Первый раз она пришла, когда он уже никого не ждал. После суда, который огорошил его сроком в десять лет и конфискацией имущества. Он не ожидал, он думал, что всё обойдётся, надеялся на друзей. Он же так и не дал признательных показаний, никого не заложил, не рассказал об используемых схемах. Он держался и ждал помощи, ведь они могли помочь. Знали, кому давать и сколько, чтобы замять дело, чтобы поменять в обвинении статьи на более лёгкие, сменить доказательную базу, заставить прокурора быть более мягким, а судью более милосердным. Он ждал и не расстраивался, что друзья не выходили на связь. Им же нужно было прятаться, делать всё в глубокой конспирации, правильно, молодцы. Он ждал чуда, ждал на предварительном следствии, ждал во время суда, а потом прозвучал приговор.

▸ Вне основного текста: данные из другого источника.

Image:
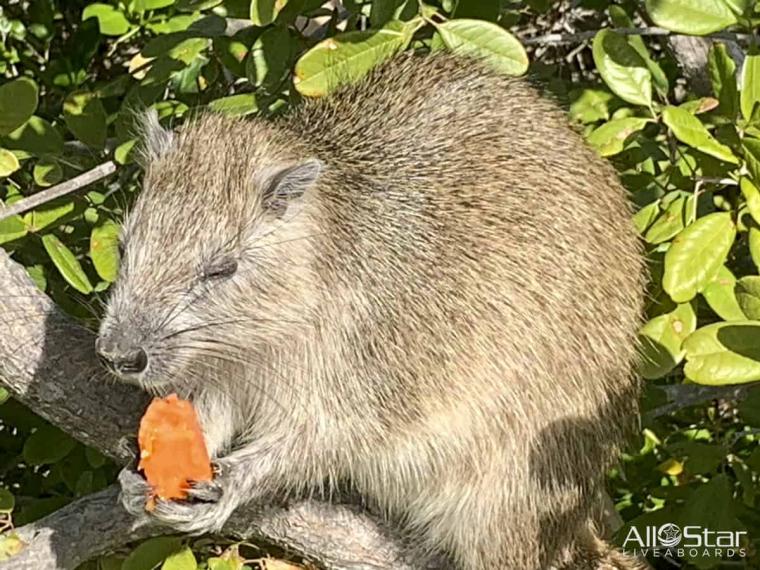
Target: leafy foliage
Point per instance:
(73, 72)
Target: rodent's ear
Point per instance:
(283, 185)
(155, 140)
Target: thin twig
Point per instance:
(97, 173)
(578, 37)
(681, 396)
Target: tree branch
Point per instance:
(579, 37)
(84, 179)
(48, 362)
(684, 395)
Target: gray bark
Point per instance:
(48, 363)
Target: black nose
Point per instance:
(121, 359)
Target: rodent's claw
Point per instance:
(192, 518)
(205, 491)
(134, 491)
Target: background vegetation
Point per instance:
(679, 119)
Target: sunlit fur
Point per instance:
(445, 318)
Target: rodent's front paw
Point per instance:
(193, 517)
(135, 491)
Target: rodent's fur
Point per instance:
(436, 300)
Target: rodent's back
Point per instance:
(464, 192)
(495, 287)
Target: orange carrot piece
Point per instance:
(172, 449)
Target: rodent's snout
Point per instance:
(121, 357)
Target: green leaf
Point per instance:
(690, 130)
(12, 228)
(104, 250)
(47, 172)
(182, 560)
(724, 353)
(751, 148)
(621, 20)
(754, 245)
(693, 17)
(264, 12)
(661, 340)
(485, 41)
(722, 70)
(18, 101)
(35, 137)
(145, 5)
(382, 11)
(711, 505)
(346, 58)
(269, 58)
(624, 71)
(590, 105)
(47, 445)
(610, 138)
(747, 290)
(111, 21)
(7, 500)
(8, 163)
(122, 154)
(10, 545)
(151, 553)
(86, 118)
(752, 196)
(221, 564)
(750, 94)
(67, 264)
(242, 104)
(721, 296)
(696, 255)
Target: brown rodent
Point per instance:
(425, 285)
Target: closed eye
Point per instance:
(220, 269)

Он всё понял. С запозданием, это была у него такая плохая черта, что глаза бывали будто завязаны, а потом повязка спадала и он видел всё, что должен был видеть раньше. Так было с арестом. Он понимал, что риск есть, но думал, что у друзей всё схвачено. Они так говорили, дружили с прокурорами, покупали им дорогие машины, возили налоговиков на уик-энд в Париж. Шутили, что если воровать так, как они воруют, то за это не садят. Тем более схемы были красивые, запутанные, неоднозначные, попробуй докажи, что это незаконно. Когда его арестовали, он увидел, что доказать можно. Много слабых мест, много следов, которые оставил и он и его друзья, вроде бы случайно уехавшие ровно в день возбуждения уголовного дела. Он пенял на свою неосторожность, но успокаивал себя тем, что ребята помогут. После приговора ему открылось, что не помогут. Могли бы помочь, но решили, что это не выгодно. Зачем рисковать, тратить большие деньги? Лучше пожертвовать им. Ничего личного, просто бизнес. Есть нерентабельные операции. Освобождать его было затратно, его и не освобождали. Плевать, что он никого не заложил, плевать что отдувался за всех, плевать, что потерял всё. Дурак, надо было переписать квартиры, иметь тайные счета, готовить запасные аэродромы. Они ведь занимались высоко рискованным бизнесом, очень прибыльным и очень рискованным. Так тут надо было не булки расслаблять, да деньги налево и направо кидать, а о будущем думать.
Он хотел повеситься ещё тогда. Когда вдруг ясно понял, что никто его выручать не будет, что на нём поставили крест. Но его взяла злость. Прежде всего, на себя, такого легковерчивого идиота, почти лоха, который позволил так себя опустить. Он сцепил зубы и решил не сдаваться. Подал апелляцию, пытался найти хорошего адвоката, но у него не было денег, пришлось довольствоваться государственным защитником, стареньким дедушкой в состоянии почти полного маразма. Пришлось биться самому, если на первом суде он сидел, как дурак, ожидая помощи, то теперь показывал натяжки следствия, несоответствия в показаниях свидетелей обвинения, требовал новых экспертиз. Ему удалось скостить четыре года, но конфискацию суд оставил в силе. И он поехал в колонию.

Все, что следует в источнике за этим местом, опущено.